82 San Pedro Pt. 2 – Unterricht am dreckigen See und die Indianernase

Ein paar Tage nach der Trekking Tour habe ich mich in einen Chicken Bus gesetzt und bin nach San Pedro gefahren. Direkt nach Ankunft habe ich mir eine Schule gesucht, um einen Tag später mit dem Unterricht zu beginnen und bei einer Gastfamilie wohnen zu können. Wegen des anstehenden Unabhängigkeitstages am 15. September wollte ich sicher gehen, dass ich einen Schlafplatz habe. In Xela waren die Hostels nämlich ausgebucht.

Und jetzt sitze ich hier in einem herrlichen Garten und habe meine ersten Unterrichtsstunden.

Schule

Schule

Zusätzlich zum Unterricht bin ich bei einer Gastfamilie untergebracht, um mehr zu üben und außerdem ermöglicht es mir interessante Einblicke in die guatemaltekische Kultur. Das Zimmer das ich hier beziehe ist super. Groß, sauber und ein ordentliches Bett. Außerdem ist es die beste Internetverbindung, die ich bisher in Guatemala hatte.

Meine Gastfamilie besteht aus Enli und ihren zwei Söhnen Caleb 6, Fredi 13, ihrer Tochter Enli 23 und deren Mann Edgar und der kleine Zoe 4. Die Tochter und ihre Familie lerne ich aber erst am Ende der ersten Woche kennen. Da sie dann erst aus Xela gekommen sind. Wo der Vater der Kinder ist habe ich nie erfahren, habe ich auch nie gefragt.

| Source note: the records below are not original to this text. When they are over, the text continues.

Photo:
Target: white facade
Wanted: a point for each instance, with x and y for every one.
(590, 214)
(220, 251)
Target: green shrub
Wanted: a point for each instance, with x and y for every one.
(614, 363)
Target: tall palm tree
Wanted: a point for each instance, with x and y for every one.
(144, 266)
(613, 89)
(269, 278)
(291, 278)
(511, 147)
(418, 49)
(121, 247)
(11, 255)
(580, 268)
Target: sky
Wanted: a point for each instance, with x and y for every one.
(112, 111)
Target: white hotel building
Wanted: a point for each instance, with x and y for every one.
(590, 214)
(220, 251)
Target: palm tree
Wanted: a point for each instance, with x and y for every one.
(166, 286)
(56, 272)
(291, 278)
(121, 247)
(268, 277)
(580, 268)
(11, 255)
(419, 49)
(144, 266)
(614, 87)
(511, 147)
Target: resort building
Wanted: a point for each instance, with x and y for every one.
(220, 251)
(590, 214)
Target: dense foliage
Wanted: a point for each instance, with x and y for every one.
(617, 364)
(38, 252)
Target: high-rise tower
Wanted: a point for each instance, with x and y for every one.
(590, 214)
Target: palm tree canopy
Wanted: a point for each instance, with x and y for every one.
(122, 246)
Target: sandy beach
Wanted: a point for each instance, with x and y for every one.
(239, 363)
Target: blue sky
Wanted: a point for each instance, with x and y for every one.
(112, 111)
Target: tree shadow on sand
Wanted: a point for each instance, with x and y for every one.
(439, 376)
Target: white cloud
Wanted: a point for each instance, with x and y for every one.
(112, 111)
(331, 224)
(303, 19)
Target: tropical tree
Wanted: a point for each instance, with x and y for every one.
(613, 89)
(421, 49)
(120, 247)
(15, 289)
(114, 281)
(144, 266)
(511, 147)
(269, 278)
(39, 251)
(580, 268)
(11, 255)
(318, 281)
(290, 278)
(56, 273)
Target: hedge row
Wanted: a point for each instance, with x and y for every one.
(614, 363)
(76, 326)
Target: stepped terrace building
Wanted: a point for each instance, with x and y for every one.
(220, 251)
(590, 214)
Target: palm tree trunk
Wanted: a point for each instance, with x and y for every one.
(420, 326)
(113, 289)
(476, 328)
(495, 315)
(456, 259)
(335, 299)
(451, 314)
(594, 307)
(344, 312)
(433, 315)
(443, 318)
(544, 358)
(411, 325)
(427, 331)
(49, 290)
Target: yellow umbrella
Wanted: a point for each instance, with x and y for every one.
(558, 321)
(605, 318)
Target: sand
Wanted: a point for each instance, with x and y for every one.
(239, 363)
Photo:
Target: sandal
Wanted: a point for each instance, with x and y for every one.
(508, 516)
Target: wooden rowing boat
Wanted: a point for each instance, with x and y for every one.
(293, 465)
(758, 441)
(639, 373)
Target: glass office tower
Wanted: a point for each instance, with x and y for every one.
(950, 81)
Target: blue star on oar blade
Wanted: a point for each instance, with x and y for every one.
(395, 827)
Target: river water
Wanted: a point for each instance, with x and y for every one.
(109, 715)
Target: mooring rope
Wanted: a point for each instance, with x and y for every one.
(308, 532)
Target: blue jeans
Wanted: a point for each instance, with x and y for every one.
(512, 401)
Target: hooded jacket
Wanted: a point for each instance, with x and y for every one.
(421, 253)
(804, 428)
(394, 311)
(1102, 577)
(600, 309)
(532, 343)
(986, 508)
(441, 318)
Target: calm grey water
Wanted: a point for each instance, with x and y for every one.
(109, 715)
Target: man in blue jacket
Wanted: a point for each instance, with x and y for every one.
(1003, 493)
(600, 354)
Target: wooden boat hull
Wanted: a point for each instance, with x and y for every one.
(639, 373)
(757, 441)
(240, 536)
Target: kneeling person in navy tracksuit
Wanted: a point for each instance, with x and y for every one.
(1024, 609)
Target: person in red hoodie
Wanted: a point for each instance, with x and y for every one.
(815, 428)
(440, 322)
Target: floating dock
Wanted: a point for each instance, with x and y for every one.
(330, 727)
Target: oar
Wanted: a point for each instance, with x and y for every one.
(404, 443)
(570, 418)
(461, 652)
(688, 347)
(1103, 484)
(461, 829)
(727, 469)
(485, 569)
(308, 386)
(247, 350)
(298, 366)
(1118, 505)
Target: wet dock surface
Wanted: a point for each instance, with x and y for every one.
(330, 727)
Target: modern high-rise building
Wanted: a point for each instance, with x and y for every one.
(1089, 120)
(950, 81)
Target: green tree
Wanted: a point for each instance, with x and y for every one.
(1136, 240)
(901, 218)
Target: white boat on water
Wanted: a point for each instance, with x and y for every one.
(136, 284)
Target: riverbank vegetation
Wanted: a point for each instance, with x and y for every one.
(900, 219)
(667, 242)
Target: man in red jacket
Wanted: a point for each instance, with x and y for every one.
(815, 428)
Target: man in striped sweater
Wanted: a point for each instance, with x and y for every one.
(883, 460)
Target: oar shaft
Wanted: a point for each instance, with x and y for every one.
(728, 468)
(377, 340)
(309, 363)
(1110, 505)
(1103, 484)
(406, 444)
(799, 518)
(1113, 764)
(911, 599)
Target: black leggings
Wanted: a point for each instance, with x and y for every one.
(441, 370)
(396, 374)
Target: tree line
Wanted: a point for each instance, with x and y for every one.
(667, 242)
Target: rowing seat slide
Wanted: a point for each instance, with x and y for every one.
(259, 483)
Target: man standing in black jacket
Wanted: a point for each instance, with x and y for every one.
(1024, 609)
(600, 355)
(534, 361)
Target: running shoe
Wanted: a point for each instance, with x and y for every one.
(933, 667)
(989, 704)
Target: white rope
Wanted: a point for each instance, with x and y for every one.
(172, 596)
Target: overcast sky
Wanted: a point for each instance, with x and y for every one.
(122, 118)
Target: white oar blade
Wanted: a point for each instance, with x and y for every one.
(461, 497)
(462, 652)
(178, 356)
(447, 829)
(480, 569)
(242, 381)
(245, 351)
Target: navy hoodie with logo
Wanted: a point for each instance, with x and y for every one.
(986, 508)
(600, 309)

Die Strukturen sind relativ klar und überraschen mich jetzt auch nicht besonders in der lateinamerikanischen Machogesellschaft. Die Jungs machen gar nix und die Mama bzw. die Tochter kümmern sich um alles. Caleb ist ein Energiebolzen und stellt das ganze Haus auf den Kopf. Er hat eigentlich Narrenfreiheit. Fredi der größere ist ziemlich introvertiert und schüchtern. Deshalb unterhalte ich mich am meisten mit der Mutter des Hauses. Aber sie hat, wie wohl die meisten hier, ihr Glück in Gott gefunden und ist daher viel damit beschäftigt in die Kirche zu gehen.

Am Unabhängigkeitstag gehe ich mit der Familie den Umzug anschauen. Die ganzen Schulen laufen mit einer Band vorbei und spielen ein Stück. Ganz nett, aber nichts besonderes. Es ist halt auch alles etwas schlechter organisiert bzw. strukturiert, als man das so kennt.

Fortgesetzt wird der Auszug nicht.